One of the most significant points worth repeating from the study is that low-risk women have a 6% c-section rate at a birth center, but in the hospital, they are more than 4 times as likely to have a c-section, at 27%!  Some of the reasons for higher c-section rates when mom plans a hospital birth include:

* We need your table - i.e. Failure to Progress - Mom has "failed" to progress within her time limit imposed by the hospital.

High rate of induction and not allowing labor to start on its own - A first-time mom is twice as likely to have a c-section when her labor is induced.

*  The use of epidurals and IV drugs do affect the course of a woman's labor.  These are not options in a birth center.

*  Baby is more likely to have heart decelerations with pitocin and other drugs in mom's system, causing care providers to worry more - not just about the baby but also about lawsuits.  The what-if factor is huge and a lot of cesareans are performed as a direct result.

*  We cannot ignore the money factor.  C-sections make more money.

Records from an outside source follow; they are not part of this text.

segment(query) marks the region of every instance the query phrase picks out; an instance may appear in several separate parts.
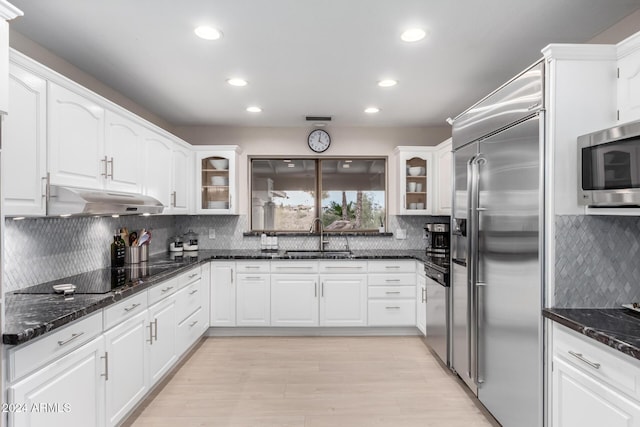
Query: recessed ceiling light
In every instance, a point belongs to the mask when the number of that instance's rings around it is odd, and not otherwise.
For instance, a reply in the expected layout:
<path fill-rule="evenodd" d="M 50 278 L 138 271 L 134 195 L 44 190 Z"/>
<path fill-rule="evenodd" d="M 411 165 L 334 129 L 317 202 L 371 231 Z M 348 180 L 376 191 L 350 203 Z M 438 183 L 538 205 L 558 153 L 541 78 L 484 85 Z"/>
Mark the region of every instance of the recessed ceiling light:
<path fill-rule="evenodd" d="M 413 43 L 422 40 L 426 35 L 426 31 L 422 28 L 409 28 L 400 35 L 400 38 L 404 42 Z"/>
<path fill-rule="evenodd" d="M 227 79 L 227 83 L 229 83 L 231 86 L 246 86 L 247 84 L 249 84 L 249 82 L 247 82 L 245 79 L 238 79 L 238 78 L 231 78 L 231 79 Z"/>
<path fill-rule="evenodd" d="M 386 79 L 386 80 L 380 80 L 378 82 L 378 86 L 380 87 L 391 87 L 391 86 L 395 86 L 398 84 L 397 80 L 393 80 L 393 79 Z"/>
<path fill-rule="evenodd" d="M 205 40 L 218 40 L 222 38 L 222 32 L 220 30 L 216 30 L 215 28 L 206 25 L 196 28 L 193 32 L 196 33 L 198 37 Z"/>

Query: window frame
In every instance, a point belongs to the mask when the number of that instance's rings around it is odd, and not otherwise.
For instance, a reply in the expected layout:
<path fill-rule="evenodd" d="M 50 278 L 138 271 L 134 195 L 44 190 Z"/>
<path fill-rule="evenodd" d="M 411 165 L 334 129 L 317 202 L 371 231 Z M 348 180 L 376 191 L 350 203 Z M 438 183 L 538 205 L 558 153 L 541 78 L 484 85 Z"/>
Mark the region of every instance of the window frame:
<path fill-rule="evenodd" d="M 389 156 L 269 156 L 269 155 L 256 155 L 256 156 L 247 156 L 247 179 L 249 181 L 249 192 L 248 192 L 248 216 L 249 216 L 249 232 L 252 233 L 277 233 L 277 234 L 308 234 L 309 231 L 304 230 L 258 230 L 253 228 L 253 208 L 252 208 L 252 200 L 253 200 L 253 161 L 254 160 L 313 160 L 316 164 L 315 170 L 315 189 L 316 192 L 314 203 L 315 203 L 315 212 L 322 212 L 322 161 L 324 160 L 380 160 L 384 162 L 384 224 L 385 227 L 389 221 Z M 311 225 L 311 224 L 310 224 Z M 318 223 L 314 222 L 312 233 L 318 233 L 320 230 L 318 229 Z M 356 229 L 356 230 L 327 230 L 324 231 L 326 234 L 354 234 L 354 233 L 363 233 L 363 234 L 379 234 L 379 229 L 367 228 L 367 229 Z"/>

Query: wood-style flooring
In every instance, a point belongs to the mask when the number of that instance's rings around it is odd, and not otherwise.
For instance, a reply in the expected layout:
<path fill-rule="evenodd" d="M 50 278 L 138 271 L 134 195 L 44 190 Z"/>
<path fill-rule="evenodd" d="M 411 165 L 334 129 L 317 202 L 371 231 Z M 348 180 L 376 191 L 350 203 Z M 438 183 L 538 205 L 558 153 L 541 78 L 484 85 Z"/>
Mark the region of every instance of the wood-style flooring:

*  We cannot ignore the time factor.  The more time the OB is in the hospital, often, his lobby is full over at his office.  Ever wonder why you wait for 3 hours at your OB appointment?  He/she is aware they are getting further behind the longer you are taking to have your baby.  They don't have time to wait around.  (I actually get this one.  I am super selfish with my time.  I can't stand to wait - on anything - and know I'm getting behind with other things.  I would make a terrible midwife for this reason.)

Personally, I believe at the root of choosing hospital birth is the desire for an epidural.  I believe that if women (and men) weren't so afraid, they wouldn't ignore this evidence about the safety of out-of-hospital birth.  Education takes the fear away.

 "You CAN have an amazing birth!"  -  Birth Boot Camp

Now, go enjoy a delicious meal at the Olive Garden and tell them Banned From Baby Showers sent you!